В зависимости от ситуации в той или иной стране роль английского языка может быть разной. Однозначно прогрессивную роль он, например, имел в ЮАР в годы национально-освободительной борьбы и продолжает сохранять сейчас. Долгое время официальным был африкаанс, язык нидерландских поселенцев, который ассоциировался с угнетением африканского большинства. Но это большинство не мог объединить и ни один из языков коренного населения: их много, их носители часто не понимают друг друга и ни один численно не преобладает. Самым нейтральным, но известным многим языком в этих условиях оказался английский. Сходна ситуация и в Индии, где многие языки пользуются правами на уровне штатов, но в масштабе всей страны нет ни одного языка, распространенного везде, кроме английского (если не считать мало кому сейчас известного санскрита, который, впрочем, также имеет официальный статус).

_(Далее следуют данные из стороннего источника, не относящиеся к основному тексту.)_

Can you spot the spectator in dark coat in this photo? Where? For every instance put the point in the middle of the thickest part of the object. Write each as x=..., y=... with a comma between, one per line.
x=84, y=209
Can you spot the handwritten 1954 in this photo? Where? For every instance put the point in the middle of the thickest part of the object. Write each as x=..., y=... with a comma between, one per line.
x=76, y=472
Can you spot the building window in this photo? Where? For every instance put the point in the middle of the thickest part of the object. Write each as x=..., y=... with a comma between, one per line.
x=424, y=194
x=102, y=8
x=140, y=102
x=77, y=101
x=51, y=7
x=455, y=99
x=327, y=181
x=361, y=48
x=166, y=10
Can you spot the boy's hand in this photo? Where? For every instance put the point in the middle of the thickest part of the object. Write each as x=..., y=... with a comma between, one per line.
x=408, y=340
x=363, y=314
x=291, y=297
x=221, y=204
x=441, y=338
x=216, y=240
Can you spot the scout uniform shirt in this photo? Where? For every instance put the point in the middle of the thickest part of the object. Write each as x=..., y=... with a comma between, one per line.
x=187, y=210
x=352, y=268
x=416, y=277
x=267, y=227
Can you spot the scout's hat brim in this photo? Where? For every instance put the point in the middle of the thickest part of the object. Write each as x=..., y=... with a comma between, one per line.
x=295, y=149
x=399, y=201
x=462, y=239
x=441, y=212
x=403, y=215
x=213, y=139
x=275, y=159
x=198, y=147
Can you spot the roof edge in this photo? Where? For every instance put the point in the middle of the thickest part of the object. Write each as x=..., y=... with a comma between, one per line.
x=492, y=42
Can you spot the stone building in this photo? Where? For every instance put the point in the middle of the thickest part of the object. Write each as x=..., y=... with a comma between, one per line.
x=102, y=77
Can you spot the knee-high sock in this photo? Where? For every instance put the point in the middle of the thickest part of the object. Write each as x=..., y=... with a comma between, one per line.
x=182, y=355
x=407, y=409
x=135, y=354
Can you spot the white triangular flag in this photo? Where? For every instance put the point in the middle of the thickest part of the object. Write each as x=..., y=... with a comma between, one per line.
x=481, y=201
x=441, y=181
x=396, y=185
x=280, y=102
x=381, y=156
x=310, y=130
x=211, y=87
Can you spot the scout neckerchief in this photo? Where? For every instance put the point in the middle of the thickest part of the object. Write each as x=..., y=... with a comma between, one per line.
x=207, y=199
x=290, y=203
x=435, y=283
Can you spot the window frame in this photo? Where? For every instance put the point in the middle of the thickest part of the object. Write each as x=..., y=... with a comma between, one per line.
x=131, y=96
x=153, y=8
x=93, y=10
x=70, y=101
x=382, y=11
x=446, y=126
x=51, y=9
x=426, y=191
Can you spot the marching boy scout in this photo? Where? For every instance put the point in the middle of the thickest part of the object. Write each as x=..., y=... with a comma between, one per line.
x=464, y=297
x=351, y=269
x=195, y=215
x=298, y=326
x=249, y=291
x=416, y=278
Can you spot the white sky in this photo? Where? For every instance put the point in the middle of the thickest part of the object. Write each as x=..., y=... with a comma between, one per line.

Однако всеобщее распространение английского языка имеет и много минусов. Многим не нравится его принудительное навязывание; к тому же способности к иностранным языкам у людей разные, и они жестко не связаны со способностями в иных областях. Он ассоциируется с распространяемой из США массовой культурой, привлекательной для одних и ненавистной для других, и с культурной стандартизацией. И самое печальное: в ряде случаев натиск английского языка может привести к вымиранию языка меньшинства. Идеология «плавильного котла», как отмечалось выше, не способствует сохранению малых языков (в Европе здесь ситуация лучше, поскольку начали принимать меры по их защите).
Но и если тому или иному языку не угрожает исчезновение, он начинает вытесняться из ряда культурных сфер, в том числе из сферы науки, включая науку о языке; это касается и русского языка. И в связи с этим я хочу поставить еще одну проблему, вроде бы далекую от того, о чем говорилось выше, но глубинно с ним связанную: как особенности строя английского и русского языка влияют на представления их носителей о языке и мире. Эти представления влияют на национальные лингвистические традиции, а во многом и на традиции других гуманитарных наук. Сразу должен сказать, что я не считаю научными иногда встречающиеся по-
пытки доказать, что английский язык лучше или хуже русского. Здесь следует избегать оценочности. Однако различия в строе этих языков объективны. И всеобщее распространение английского языка может привести к тем или иным изменениям в представлениях о мире носителей других языков. А каждый язык, как известно, создает особую картину мира.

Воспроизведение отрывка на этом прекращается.